A higher creatinine kinase level is also found in patients with a body mass index greater than 25 [12]. In a study by Vasquez (2020) , serum creatinine kinase correlated with the body mass index; patients with higher body mass index were found to have higher creatinine kinase levels [15]. Chan et al. (2014) also found higher creatinine kinase levels in patients with a body mass index greater than 25 [12].
There were three cases with malignant neuroleptic syndrome that were diagnosed with rhabdomyolysis. All of these patients were on antipsychotic medications.
There was one patient diagnosed with rhabdomyolysis where the only predisposing cause was hyperthermia. The patient did not demonstrate any infectious cause at the time of rhabdomyolysis diagnosis was made. As this was retrospective data, there were limited details on the patient.
Patients with SOFA score more than 2, and septic patients may have other uncontrolled comorbidities such as diabetes and hypertension, making them resistant to conventional treatment of rhabdomyolysis by hydration.

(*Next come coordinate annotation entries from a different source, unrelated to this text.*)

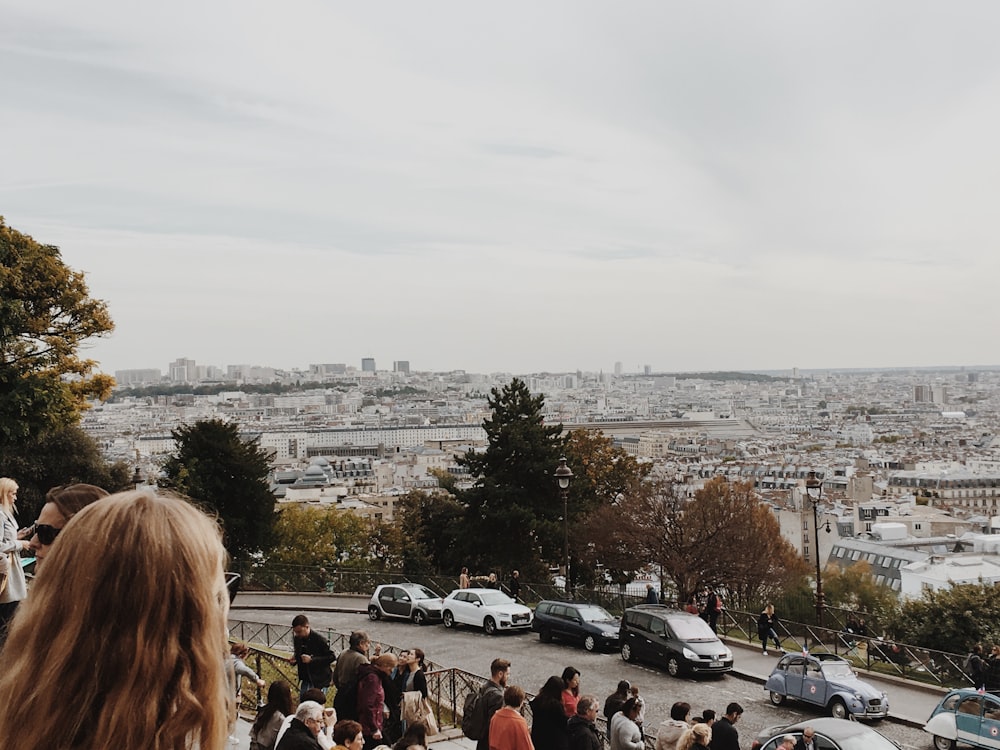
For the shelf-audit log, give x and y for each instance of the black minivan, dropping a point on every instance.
(588, 624)
(680, 642)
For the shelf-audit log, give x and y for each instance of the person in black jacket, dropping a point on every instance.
(724, 734)
(548, 719)
(581, 729)
(305, 726)
(312, 656)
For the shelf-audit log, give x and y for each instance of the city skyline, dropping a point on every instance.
(537, 188)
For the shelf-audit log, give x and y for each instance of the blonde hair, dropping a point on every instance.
(698, 734)
(122, 642)
(7, 489)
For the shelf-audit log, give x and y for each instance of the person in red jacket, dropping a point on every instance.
(508, 729)
(371, 697)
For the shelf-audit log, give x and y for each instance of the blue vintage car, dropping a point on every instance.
(829, 681)
(966, 716)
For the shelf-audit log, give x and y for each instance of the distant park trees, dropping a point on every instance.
(217, 468)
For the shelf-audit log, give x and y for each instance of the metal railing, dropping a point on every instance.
(271, 645)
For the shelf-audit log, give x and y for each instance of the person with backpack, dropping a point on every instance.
(480, 705)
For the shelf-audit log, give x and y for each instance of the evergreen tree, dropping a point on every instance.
(215, 467)
(513, 512)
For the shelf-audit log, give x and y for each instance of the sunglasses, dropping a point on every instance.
(46, 534)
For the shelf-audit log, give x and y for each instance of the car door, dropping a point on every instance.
(814, 685)
(387, 600)
(794, 676)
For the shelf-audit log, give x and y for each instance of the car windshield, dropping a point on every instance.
(493, 598)
(692, 629)
(421, 592)
(593, 613)
(837, 670)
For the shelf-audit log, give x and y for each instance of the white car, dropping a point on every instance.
(488, 609)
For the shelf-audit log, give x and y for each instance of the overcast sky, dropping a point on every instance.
(515, 186)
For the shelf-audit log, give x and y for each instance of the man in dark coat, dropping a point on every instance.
(313, 656)
(305, 726)
(724, 734)
(582, 728)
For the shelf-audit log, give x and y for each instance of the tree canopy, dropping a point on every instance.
(46, 314)
(214, 466)
(513, 513)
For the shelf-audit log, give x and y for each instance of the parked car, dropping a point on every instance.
(831, 734)
(678, 641)
(409, 601)
(489, 609)
(829, 681)
(965, 716)
(588, 624)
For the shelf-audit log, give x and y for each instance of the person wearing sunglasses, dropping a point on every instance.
(128, 616)
(10, 551)
(61, 504)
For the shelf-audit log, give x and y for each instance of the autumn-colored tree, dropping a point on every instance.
(46, 315)
(320, 537)
(724, 537)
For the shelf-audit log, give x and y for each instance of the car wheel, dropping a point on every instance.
(673, 666)
(837, 709)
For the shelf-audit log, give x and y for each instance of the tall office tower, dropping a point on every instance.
(183, 371)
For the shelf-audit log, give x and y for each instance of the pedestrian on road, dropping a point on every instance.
(724, 734)
(582, 728)
(571, 690)
(767, 621)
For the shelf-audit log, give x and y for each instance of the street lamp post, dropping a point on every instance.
(814, 489)
(563, 476)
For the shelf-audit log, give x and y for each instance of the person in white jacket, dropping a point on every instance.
(670, 731)
(625, 733)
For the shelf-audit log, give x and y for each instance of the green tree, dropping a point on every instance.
(227, 474)
(46, 314)
(513, 512)
(432, 526)
(952, 619)
(319, 537)
(65, 455)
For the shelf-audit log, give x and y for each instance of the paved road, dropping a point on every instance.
(533, 662)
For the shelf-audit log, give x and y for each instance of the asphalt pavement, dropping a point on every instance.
(910, 703)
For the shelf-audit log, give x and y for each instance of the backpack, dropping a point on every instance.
(475, 723)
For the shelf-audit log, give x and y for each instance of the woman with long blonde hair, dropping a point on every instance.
(123, 639)
(10, 549)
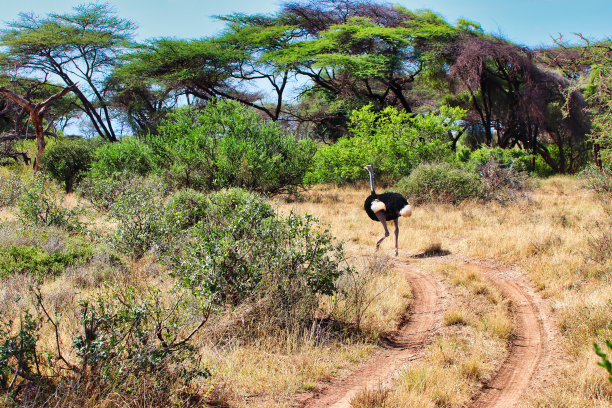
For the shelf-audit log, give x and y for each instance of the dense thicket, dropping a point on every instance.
(336, 56)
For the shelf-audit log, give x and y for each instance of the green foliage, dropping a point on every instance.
(185, 209)
(138, 210)
(501, 183)
(124, 159)
(393, 141)
(605, 361)
(243, 252)
(520, 160)
(18, 351)
(228, 145)
(41, 204)
(11, 188)
(68, 160)
(599, 180)
(77, 48)
(38, 262)
(130, 338)
(132, 332)
(440, 183)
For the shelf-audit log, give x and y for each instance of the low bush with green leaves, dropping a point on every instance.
(129, 157)
(68, 160)
(394, 141)
(597, 179)
(18, 355)
(501, 183)
(11, 188)
(139, 212)
(440, 183)
(605, 360)
(38, 262)
(41, 204)
(133, 342)
(185, 209)
(227, 145)
(243, 252)
(519, 160)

In addition, up to 50% of acute kidney injuries are associated with sepsis, and of patients with sepsis, up to 60% have acute kidney injury [16].
In this retrospective study, it was found that not all rhabdomyolysis patient needs dialysis. Initiation of hydration as a mode of treatment can reduce the incidence of acute kidney injury. This study shows that patients in the acute kidney injury group have higher creatinine kinase levels post hydration.
The mortality rate is significantly higher in the acute kidney injury group (4.21%) than in the non-acute kidney injury group (35.2%). This illustrated the need to recognize and treat rhabdomyolysis early.
A third of the rhabdomyolysis patients developed acute kidney injury with a significantly high mortality rate. Sepsis was an important cause, and a SOFA score >2 a significant independent risk.